Nearly half of Premier’s creditors have agreed to the proposals, which would extend the firm’s £2.2 billion gross debt maturities from May 2021 to March 2025.
Premier expects the refinancing to be completed during the fourth quarter of 2020, subject to full creditor and shareholder approval.
In a “quid pro quo” with creditors, the company will try to raise £230m of equity and use the proceeds to reduce debts.
This equity would be on top of the £175m Premier intends to raise for its acquisition of BP’s stakes in the Andrew and Shearwater fields in the UK North Sea, also expected to go through by year-end.
Premier’s shares dropped 24.27% to 25.74p in response to the plans, which would further dilute existing shareholders’ ownership percentage.
Chief executive Tony Durrant said he was “very pleased” with the “bold” refinancing plan.

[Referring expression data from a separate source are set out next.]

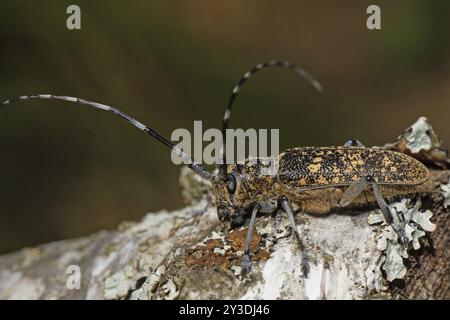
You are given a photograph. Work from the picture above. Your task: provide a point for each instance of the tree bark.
(189, 254)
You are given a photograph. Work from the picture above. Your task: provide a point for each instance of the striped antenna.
(197, 168)
(226, 118)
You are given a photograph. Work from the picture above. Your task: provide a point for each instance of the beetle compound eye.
(231, 184)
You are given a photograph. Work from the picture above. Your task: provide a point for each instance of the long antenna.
(197, 168)
(226, 118)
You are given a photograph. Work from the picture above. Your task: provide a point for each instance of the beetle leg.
(353, 191)
(290, 212)
(246, 262)
(353, 143)
(389, 217)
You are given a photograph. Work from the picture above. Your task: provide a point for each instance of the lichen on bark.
(190, 254)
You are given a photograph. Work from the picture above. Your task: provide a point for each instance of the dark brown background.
(66, 171)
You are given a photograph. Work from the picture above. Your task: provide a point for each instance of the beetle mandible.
(314, 180)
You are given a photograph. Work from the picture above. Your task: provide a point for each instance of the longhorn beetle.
(315, 180)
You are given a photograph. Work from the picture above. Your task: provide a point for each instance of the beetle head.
(231, 193)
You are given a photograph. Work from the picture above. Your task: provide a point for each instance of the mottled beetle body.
(314, 180)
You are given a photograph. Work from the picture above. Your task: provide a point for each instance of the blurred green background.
(67, 171)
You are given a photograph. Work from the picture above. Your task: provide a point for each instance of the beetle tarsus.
(290, 212)
(246, 262)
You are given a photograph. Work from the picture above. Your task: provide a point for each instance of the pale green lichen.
(446, 193)
(118, 284)
(415, 223)
(148, 288)
(417, 137)
(374, 275)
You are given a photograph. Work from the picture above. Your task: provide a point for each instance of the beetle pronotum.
(310, 179)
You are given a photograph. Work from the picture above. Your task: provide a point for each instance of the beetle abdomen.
(336, 166)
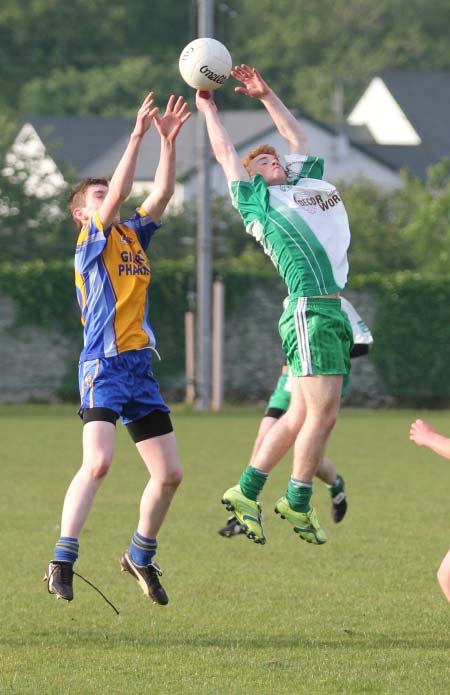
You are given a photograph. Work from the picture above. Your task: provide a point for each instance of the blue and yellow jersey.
(112, 275)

Mr Durrant said the package would address the looming debt maturities date, which had been “hanging over” Premier, and agreed he would just have to take the share drop on the chin.
He said he was “realistic” enough to know that attempting to raise levels of new equity that exceeded the firm’s market cap, of £313m yesterday, would convince some investors to sell up.

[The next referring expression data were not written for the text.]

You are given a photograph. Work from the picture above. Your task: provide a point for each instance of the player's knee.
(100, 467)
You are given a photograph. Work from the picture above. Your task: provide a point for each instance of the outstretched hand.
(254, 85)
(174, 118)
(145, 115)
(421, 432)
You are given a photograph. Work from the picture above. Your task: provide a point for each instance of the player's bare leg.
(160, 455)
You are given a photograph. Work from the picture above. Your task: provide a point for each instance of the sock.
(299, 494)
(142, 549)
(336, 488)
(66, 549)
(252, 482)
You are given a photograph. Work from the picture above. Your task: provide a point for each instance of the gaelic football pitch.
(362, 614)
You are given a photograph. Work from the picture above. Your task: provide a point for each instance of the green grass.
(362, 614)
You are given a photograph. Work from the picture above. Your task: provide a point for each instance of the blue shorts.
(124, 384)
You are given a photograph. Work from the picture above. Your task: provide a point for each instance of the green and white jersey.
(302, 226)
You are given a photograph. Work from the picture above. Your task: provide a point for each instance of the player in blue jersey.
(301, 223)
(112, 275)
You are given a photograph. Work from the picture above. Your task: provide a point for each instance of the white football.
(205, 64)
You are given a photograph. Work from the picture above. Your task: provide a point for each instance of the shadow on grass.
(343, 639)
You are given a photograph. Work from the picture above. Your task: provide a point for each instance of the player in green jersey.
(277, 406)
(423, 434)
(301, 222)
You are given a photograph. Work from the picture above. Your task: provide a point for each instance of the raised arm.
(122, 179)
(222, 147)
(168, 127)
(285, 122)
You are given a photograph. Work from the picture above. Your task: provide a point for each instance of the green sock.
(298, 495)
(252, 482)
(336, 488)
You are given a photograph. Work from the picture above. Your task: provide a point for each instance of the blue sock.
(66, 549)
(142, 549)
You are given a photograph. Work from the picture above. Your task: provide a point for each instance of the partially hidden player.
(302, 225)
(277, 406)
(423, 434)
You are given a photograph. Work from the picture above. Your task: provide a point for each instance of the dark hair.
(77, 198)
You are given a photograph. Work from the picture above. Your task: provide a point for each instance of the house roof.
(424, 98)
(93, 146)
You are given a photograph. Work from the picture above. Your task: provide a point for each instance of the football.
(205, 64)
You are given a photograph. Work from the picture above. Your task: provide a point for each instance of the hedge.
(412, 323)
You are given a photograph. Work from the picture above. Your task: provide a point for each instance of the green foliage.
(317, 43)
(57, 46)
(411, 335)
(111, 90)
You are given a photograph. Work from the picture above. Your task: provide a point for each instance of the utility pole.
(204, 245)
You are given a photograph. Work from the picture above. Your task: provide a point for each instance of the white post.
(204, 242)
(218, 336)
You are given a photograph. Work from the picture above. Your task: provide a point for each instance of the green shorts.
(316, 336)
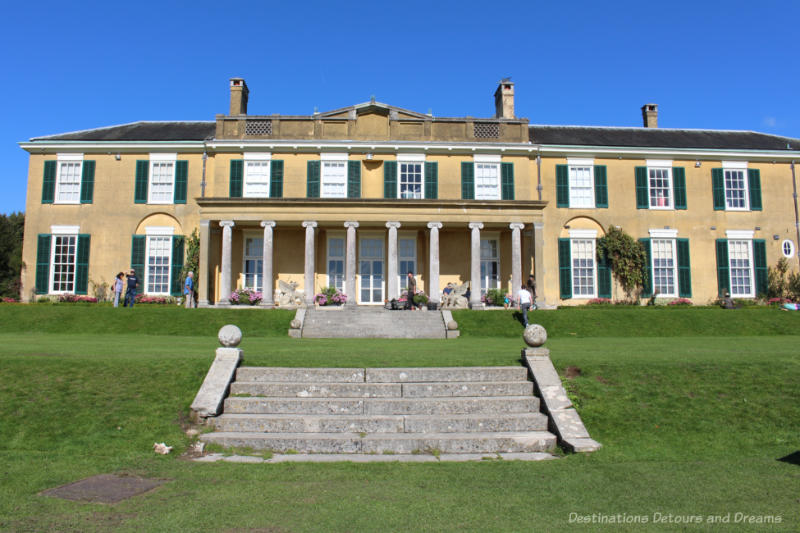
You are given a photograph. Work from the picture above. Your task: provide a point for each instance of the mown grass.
(691, 425)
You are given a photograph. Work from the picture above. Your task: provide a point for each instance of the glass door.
(371, 270)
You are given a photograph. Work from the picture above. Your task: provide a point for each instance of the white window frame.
(252, 161)
(170, 160)
(736, 166)
(665, 166)
(573, 166)
(326, 175)
(576, 235)
(486, 161)
(343, 258)
(742, 236)
(58, 232)
(487, 236)
(158, 232)
(258, 282)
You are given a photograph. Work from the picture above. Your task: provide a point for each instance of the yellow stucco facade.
(132, 197)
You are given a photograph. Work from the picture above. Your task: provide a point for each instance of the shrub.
(245, 297)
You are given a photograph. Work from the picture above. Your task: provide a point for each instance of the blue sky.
(707, 64)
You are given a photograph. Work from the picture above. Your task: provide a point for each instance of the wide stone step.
(380, 424)
(446, 374)
(382, 406)
(318, 390)
(528, 441)
(288, 374)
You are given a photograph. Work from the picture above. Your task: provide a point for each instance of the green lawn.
(693, 422)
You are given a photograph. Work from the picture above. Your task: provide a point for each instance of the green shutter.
(642, 195)
(565, 268)
(754, 182)
(140, 188)
(604, 277)
(431, 180)
(390, 179)
(176, 289)
(236, 183)
(760, 261)
(43, 264)
(723, 274)
(87, 182)
(679, 187)
(354, 179)
(562, 186)
(467, 180)
(82, 265)
(684, 269)
(507, 181)
(181, 182)
(49, 182)
(276, 179)
(138, 249)
(647, 271)
(312, 179)
(718, 190)
(600, 189)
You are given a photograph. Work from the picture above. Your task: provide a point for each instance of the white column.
(350, 263)
(434, 291)
(225, 282)
(516, 256)
(266, 268)
(393, 291)
(475, 265)
(308, 279)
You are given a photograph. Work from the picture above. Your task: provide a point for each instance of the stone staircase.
(372, 322)
(461, 410)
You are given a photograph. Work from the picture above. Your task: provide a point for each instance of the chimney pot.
(239, 95)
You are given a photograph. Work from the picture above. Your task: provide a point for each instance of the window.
(64, 253)
(336, 253)
(741, 267)
(410, 180)
(788, 248)
(256, 179)
(581, 186)
(660, 187)
(487, 181)
(664, 266)
(162, 181)
(68, 183)
(583, 268)
(253, 262)
(490, 265)
(735, 189)
(406, 260)
(159, 251)
(334, 179)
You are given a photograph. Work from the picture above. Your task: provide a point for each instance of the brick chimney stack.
(650, 115)
(504, 99)
(239, 94)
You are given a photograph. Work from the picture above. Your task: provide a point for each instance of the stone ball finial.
(230, 336)
(535, 335)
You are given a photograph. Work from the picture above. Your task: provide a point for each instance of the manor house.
(357, 197)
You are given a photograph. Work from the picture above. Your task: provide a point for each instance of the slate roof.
(660, 138)
(141, 131)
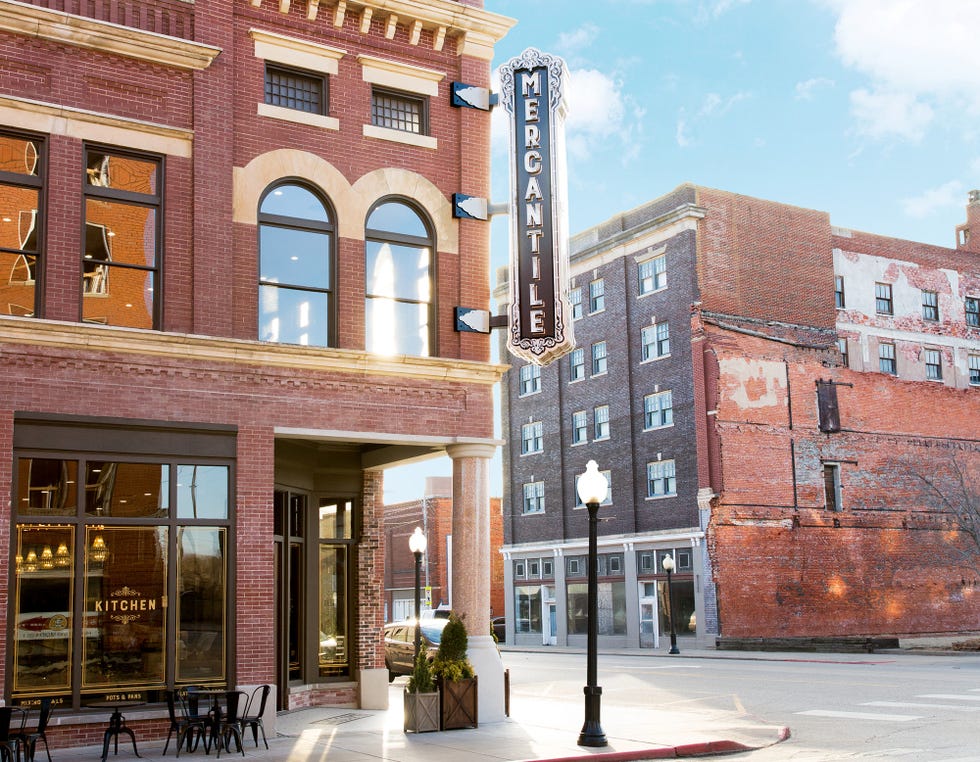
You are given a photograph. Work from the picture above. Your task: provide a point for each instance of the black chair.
(10, 739)
(228, 723)
(29, 738)
(253, 714)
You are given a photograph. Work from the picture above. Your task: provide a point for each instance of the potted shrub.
(456, 678)
(421, 698)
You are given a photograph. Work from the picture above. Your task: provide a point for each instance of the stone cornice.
(207, 350)
(104, 36)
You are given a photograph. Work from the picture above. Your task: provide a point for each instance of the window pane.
(47, 487)
(127, 489)
(202, 492)
(294, 316)
(125, 612)
(201, 593)
(43, 609)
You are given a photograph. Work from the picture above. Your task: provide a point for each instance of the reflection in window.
(20, 217)
(296, 302)
(398, 292)
(121, 250)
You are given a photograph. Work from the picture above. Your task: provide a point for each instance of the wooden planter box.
(459, 704)
(421, 712)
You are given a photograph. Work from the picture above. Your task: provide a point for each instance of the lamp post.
(417, 543)
(668, 563)
(592, 490)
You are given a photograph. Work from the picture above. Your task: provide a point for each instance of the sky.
(864, 109)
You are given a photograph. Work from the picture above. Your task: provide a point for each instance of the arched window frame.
(429, 241)
(309, 225)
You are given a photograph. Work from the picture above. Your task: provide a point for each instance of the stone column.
(471, 570)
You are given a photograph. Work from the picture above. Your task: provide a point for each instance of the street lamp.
(417, 543)
(592, 489)
(668, 563)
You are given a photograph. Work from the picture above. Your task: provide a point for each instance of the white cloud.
(804, 90)
(932, 200)
(890, 114)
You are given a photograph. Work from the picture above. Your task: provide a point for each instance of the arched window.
(296, 298)
(399, 303)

Mr Durrant said: “It’s not the greatest of days. The markets are horrible and the oil price is down so we would not have had a good day anyway.

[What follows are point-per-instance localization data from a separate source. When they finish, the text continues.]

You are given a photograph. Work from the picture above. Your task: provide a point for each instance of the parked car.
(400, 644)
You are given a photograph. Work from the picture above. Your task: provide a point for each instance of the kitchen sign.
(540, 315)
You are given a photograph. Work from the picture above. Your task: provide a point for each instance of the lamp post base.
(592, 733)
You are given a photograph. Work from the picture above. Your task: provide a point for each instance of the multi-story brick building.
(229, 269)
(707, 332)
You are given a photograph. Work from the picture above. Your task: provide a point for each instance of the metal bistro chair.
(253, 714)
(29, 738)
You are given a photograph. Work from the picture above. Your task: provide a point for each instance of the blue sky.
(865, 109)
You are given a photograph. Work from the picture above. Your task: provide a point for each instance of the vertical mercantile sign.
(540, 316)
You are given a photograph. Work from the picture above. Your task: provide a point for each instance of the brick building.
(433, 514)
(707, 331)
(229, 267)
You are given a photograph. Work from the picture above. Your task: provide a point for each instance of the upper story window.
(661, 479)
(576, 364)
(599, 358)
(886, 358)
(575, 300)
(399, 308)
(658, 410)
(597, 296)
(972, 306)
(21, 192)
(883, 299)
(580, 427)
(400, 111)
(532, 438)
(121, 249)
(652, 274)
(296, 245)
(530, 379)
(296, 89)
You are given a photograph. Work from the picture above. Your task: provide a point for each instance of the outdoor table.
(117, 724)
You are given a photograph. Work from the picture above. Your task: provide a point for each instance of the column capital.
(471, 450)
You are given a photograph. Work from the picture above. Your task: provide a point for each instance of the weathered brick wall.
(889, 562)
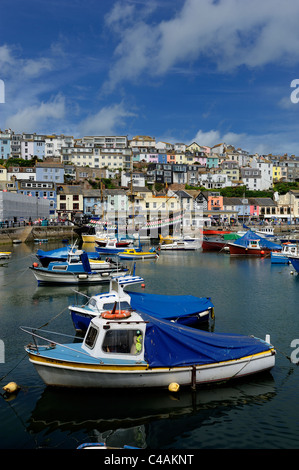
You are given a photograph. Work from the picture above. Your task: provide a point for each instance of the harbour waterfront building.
(17, 207)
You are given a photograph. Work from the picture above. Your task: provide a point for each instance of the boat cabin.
(106, 301)
(116, 339)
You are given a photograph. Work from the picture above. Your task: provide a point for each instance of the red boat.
(213, 244)
(253, 248)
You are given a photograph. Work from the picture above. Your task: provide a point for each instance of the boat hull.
(242, 250)
(279, 258)
(213, 245)
(136, 256)
(295, 262)
(97, 375)
(179, 246)
(96, 277)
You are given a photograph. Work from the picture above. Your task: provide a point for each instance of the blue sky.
(177, 70)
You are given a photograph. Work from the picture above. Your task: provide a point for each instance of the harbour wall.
(31, 233)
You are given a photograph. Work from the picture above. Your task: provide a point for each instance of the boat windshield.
(124, 305)
(124, 341)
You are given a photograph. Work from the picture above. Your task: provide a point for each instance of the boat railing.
(51, 343)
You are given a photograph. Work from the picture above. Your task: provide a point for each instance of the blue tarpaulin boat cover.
(169, 306)
(169, 344)
(264, 242)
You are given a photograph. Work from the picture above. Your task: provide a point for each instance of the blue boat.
(253, 244)
(281, 257)
(140, 351)
(294, 259)
(182, 309)
(60, 254)
(112, 247)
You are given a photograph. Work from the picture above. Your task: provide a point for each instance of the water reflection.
(125, 418)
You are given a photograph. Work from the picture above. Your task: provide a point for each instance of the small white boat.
(266, 231)
(74, 271)
(131, 253)
(184, 309)
(139, 351)
(281, 257)
(192, 244)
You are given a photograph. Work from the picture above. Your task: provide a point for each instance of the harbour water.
(251, 297)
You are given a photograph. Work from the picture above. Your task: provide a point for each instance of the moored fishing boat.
(112, 247)
(281, 257)
(294, 259)
(183, 309)
(218, 243)
(185, 244)
(252, 244)
(215, 231)
(73, 271)
(140, 351)
(131, 253)
(61, 254)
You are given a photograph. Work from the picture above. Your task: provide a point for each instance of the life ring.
(117, 314)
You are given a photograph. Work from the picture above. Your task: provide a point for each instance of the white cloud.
(38, 116)
(229, 33)
(275, 143)
(105, 121)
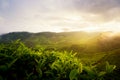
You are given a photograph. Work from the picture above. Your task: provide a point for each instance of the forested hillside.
(94, 51)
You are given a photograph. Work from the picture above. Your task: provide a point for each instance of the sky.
(59, 15)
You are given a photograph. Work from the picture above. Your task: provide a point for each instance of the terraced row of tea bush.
(18, 62)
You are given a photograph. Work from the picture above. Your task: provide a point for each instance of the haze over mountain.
(59, 15)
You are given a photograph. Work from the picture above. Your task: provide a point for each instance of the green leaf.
(73, 74)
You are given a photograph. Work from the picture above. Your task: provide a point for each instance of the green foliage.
(18, 62)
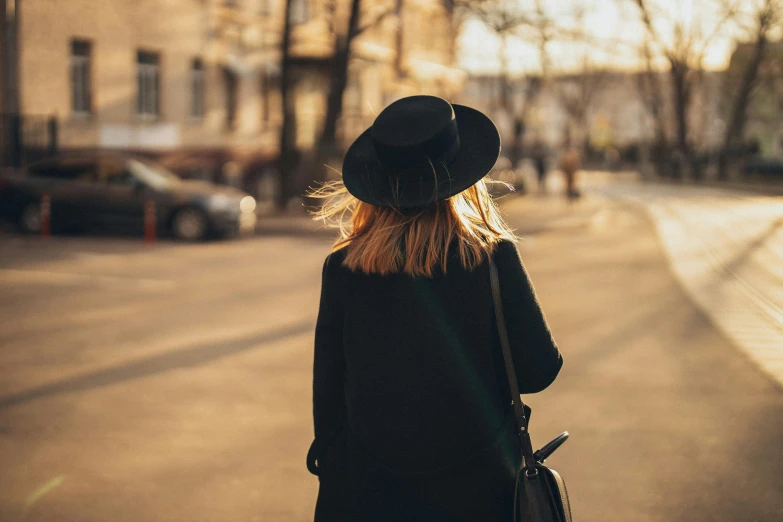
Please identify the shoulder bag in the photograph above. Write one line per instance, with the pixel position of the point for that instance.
(540, 493)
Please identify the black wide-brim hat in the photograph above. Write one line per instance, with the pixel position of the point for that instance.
(419, 150)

“But when people sit down and look at the long-term picture, we’re announcing something that will solve our balance sheet issues.
“It’s a bold move to make in one go, but I think it’s appropriate given the amount of support we have received for the refinancing.”
Mr Durrant said new projects and the BP deal should have Premier producing 100,000 barrels of oil equivalent per day (boepd) in a year’s time, compared with 67,300 boepd in the first half of 2020, allowing it to pay down debts “rapidly”.
Premier did make decent inroads into its debt pile between 2017 — when it completed its previous refinancing — and 2019, but progress has slowed.
In the first six months of this year, a period marked by a collapse in oil prices, Premier cut net debts to £1.49bn from £1.51bn.
Stuart Lamont, investment manager at Brewin Dolphin Aberdeen, said Premier’s plans were in the “long-term interests of the company”.
Premier’s biggest creditor, ARCM, which tried to block the initial BP deal, is on board with the refinancing proposals, Mr Durrant said.
Deep in the red for H1
A concoction of lower oil prices, unplanned shutdowns and tired-out oilfields drove Premier Oil into the red in the first half of 2020.
The Catcher vessel in the central North Sea was put out of action for three weeks by a glitch, while the end of production from the Huntington and Kyle fields was brought forward.
This contributed to a drop in group output to 67,300 barrels of oil equivalent per day (boepd) in the first six months of 2020, from 84,100 boepd last year.
First-half revenues fell 40% to £405m at Premier, which suffered pre-tax losses of £255m, down from profits of £90m in the corresponding period in 2019.
Premier’s figures were also dented by an impairment charge of £60m relating “almost entirely” to its Solan field, west of Shetland, following a reduction in long-term oil price assumptions.
A charge of £280m linked to the partial “derecognition” of UK tax losses and allowances also caused pain.
Premier has secured capital and operating expenditure savings of about £185m, partly linked to the deferral of development drilling at Catcher North and Laverda, both in the Catcher area.
A new well is slated to come on stream at Solan in September, adding 10,000 boepd, while the Varadero well should also start up next month.
The topsides and jacket for Premier’s southern North Sea Tolmount project were recently loaded out in Italy ahead of first gas in the second quarter of 2021.
Mr Durrant said the company would look to make a final investment decision on the Tolmount East project around the end of 2020.
Mr Durrant said there were “numerous infill targets” to go after in the North Sea.
Those targets were “not of the order of magnitude” that would interest oil majors, but would be chased by a handful of private-equity-backed and independent operators.
Mr Durrant also said infill projects offered some hope to the oilfield service sector, which has seen its backlog shrink in the aftermath of the oil price rout.
Output from the Balmoral field will stop in October.